RBI's mid-term credit policy impact on realty

What is the impact of the RBI’s mid-term credit policy on the real estate sector? According to Sanjay Dutt, Executive Managing Director, South Asia, Cushman & Wakefield, “A further rate cut would have resulted in positively influencing the sentiments within the sector.

However, reduced CRR and repo/reverse rate cuts do not automatically translate into reduced interest rates for mortgages, which would have pushed the sales volumes in the residential section up higher. Banks have to take into account other factors before deciding on lowering their interest rates for retail customers. For developers, in any case, financing options from the banking industry have been restricted since some time and they have had to mainly depend on other sources such as ECBs and PE investments. Hence, they will mostly remain in a status quo.
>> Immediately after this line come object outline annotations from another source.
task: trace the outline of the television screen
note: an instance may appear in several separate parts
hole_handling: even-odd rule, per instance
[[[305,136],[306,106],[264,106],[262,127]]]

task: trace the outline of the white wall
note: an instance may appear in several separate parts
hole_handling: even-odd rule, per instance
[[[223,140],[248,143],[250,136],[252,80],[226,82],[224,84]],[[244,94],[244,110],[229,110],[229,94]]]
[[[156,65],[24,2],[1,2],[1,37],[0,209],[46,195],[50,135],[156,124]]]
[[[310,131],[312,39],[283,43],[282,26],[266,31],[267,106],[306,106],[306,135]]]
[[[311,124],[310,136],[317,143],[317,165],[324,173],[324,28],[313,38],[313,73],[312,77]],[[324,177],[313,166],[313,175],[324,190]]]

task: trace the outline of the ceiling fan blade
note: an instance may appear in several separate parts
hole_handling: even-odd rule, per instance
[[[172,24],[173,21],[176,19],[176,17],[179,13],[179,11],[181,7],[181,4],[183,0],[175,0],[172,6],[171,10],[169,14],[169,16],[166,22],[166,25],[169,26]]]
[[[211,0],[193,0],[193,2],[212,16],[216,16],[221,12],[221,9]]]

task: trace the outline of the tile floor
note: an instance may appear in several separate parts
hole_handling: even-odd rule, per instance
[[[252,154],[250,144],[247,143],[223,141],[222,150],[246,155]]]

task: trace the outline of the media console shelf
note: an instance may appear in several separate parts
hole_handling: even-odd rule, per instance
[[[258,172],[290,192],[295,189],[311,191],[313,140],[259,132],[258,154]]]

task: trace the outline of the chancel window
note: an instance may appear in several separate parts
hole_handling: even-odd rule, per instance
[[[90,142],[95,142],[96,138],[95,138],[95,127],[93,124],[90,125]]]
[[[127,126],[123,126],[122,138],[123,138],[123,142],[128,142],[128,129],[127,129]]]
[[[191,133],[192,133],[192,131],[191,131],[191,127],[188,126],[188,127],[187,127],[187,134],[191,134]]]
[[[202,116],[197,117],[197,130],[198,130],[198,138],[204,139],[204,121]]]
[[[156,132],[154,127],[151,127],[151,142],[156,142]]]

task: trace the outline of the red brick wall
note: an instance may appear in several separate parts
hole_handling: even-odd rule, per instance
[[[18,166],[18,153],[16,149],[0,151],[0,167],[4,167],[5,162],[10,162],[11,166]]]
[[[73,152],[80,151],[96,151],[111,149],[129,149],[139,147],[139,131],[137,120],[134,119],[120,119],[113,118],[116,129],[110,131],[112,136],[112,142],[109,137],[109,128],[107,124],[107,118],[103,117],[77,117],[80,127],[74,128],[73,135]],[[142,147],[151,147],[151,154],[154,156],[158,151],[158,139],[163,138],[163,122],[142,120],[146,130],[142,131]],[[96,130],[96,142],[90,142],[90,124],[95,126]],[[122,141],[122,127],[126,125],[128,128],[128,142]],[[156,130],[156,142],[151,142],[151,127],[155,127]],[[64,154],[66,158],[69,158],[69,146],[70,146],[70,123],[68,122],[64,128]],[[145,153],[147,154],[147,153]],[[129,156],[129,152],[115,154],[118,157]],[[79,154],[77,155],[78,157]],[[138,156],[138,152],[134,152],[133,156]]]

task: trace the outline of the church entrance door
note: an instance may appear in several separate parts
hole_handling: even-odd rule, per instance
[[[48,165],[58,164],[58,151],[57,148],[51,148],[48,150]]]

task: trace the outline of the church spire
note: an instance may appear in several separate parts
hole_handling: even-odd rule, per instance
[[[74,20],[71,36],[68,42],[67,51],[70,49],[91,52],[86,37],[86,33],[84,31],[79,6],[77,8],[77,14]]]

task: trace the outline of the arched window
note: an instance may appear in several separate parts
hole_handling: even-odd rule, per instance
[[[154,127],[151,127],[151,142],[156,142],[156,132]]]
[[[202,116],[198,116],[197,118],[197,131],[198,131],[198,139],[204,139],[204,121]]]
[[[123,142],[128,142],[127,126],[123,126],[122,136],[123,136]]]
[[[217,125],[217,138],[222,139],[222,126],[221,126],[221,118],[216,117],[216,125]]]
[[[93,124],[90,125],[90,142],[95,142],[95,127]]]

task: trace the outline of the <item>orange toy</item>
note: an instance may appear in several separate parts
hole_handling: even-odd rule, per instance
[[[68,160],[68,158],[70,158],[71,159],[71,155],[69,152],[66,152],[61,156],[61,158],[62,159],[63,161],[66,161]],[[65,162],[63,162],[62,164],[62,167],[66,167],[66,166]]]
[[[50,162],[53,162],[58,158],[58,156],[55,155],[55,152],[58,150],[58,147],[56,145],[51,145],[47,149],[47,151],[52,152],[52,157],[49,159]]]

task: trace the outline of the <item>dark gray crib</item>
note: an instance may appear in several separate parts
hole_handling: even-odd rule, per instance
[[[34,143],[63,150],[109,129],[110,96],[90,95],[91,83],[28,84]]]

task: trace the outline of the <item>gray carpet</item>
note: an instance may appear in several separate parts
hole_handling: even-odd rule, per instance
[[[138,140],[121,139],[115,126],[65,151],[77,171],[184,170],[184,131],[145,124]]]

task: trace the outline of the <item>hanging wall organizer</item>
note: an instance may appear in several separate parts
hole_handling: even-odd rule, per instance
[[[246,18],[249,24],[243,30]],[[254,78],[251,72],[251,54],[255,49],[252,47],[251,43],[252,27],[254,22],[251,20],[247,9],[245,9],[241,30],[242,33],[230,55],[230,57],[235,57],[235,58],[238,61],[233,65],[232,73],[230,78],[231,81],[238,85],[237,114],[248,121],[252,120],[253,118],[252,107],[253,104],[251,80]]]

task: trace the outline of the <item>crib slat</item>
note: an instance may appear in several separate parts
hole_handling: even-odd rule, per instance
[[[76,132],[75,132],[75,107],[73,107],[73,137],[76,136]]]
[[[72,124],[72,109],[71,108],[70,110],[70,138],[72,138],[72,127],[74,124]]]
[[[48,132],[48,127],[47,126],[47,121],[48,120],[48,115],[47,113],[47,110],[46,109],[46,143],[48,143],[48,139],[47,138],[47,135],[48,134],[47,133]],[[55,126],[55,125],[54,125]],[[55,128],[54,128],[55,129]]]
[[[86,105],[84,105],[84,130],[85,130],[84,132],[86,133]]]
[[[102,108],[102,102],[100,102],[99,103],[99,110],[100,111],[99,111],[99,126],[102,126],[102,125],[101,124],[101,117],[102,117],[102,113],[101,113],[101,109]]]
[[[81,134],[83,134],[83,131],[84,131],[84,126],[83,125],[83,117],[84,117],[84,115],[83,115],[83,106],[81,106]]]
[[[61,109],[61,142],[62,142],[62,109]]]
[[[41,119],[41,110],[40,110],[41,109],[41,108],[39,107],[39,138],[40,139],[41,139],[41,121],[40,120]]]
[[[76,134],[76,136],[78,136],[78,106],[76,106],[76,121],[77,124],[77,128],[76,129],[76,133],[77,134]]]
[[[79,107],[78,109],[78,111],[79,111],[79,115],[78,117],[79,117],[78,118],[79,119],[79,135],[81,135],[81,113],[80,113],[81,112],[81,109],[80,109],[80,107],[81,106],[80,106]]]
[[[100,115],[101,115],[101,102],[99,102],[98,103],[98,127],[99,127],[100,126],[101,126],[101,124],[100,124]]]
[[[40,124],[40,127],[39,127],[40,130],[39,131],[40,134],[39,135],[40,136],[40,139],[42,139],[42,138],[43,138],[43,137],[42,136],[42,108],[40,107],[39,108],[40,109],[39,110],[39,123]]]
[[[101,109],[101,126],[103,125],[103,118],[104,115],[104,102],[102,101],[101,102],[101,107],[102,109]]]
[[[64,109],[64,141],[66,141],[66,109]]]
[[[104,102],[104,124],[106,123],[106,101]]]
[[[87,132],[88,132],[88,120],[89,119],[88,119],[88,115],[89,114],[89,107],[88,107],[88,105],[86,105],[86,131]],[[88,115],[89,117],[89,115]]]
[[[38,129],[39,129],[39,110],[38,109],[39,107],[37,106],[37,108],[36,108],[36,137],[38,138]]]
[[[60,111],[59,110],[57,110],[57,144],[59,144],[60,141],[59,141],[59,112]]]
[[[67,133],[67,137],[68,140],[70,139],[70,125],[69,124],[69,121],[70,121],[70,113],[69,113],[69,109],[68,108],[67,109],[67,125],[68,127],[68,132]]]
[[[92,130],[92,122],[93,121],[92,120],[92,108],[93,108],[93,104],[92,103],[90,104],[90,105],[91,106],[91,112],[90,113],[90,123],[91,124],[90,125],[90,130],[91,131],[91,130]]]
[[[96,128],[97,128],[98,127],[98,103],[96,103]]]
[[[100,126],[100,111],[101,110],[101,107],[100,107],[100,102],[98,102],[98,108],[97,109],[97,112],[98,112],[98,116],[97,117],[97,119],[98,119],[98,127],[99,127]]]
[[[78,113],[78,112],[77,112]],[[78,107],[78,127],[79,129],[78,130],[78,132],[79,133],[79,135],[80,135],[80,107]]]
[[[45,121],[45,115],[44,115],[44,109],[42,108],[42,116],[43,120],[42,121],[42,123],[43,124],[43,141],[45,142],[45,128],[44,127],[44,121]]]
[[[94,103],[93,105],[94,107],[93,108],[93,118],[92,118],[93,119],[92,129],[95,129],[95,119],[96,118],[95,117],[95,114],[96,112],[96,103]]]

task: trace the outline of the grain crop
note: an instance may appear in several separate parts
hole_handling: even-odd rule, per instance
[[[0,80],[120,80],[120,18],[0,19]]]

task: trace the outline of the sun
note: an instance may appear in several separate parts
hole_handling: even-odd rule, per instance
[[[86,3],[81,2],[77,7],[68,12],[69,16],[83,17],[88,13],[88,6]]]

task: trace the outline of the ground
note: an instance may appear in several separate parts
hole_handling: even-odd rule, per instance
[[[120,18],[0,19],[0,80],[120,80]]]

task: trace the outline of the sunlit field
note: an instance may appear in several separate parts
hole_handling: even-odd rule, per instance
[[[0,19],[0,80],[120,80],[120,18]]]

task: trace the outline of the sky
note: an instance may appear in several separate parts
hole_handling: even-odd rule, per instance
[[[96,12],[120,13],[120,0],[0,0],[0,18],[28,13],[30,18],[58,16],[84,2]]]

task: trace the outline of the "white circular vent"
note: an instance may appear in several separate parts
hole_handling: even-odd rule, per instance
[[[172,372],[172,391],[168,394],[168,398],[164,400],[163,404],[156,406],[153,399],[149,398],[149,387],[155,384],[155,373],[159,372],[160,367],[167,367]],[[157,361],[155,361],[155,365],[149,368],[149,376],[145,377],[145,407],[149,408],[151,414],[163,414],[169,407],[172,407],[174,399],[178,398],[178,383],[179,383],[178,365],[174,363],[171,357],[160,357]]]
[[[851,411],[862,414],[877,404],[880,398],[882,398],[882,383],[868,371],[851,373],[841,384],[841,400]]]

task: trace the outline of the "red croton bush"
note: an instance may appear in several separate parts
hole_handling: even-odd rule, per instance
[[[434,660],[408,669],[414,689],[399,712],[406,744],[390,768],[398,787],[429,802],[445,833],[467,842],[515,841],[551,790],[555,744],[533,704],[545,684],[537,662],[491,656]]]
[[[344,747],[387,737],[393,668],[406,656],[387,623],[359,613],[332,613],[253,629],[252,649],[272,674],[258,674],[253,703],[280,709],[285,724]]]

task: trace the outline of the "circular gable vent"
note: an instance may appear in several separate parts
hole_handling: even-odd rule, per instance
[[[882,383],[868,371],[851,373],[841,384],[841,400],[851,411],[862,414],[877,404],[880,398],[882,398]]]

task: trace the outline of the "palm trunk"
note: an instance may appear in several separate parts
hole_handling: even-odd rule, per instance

The main concern for buyers and developers is related to the inflationary trends that persist in the economy, as their finances get impacted on a much bigger level.” Points out Simon Rubinsohn, Chief Economist, RICS, “Our suspicion is that a further interest rate cut is likely over the coming months with the prospect of a stronger response from the RBI - if the headline inflation picture does begin to reflect the more benign core trend.” According to Pranab Datta Vice Chairman & Managing Director, Knight Frank India, “For the real estate industry, battling sluggish conditions for quite some time, the decision means that the hostile environment will extend  further and preempt any respite to the industry stakeholders.”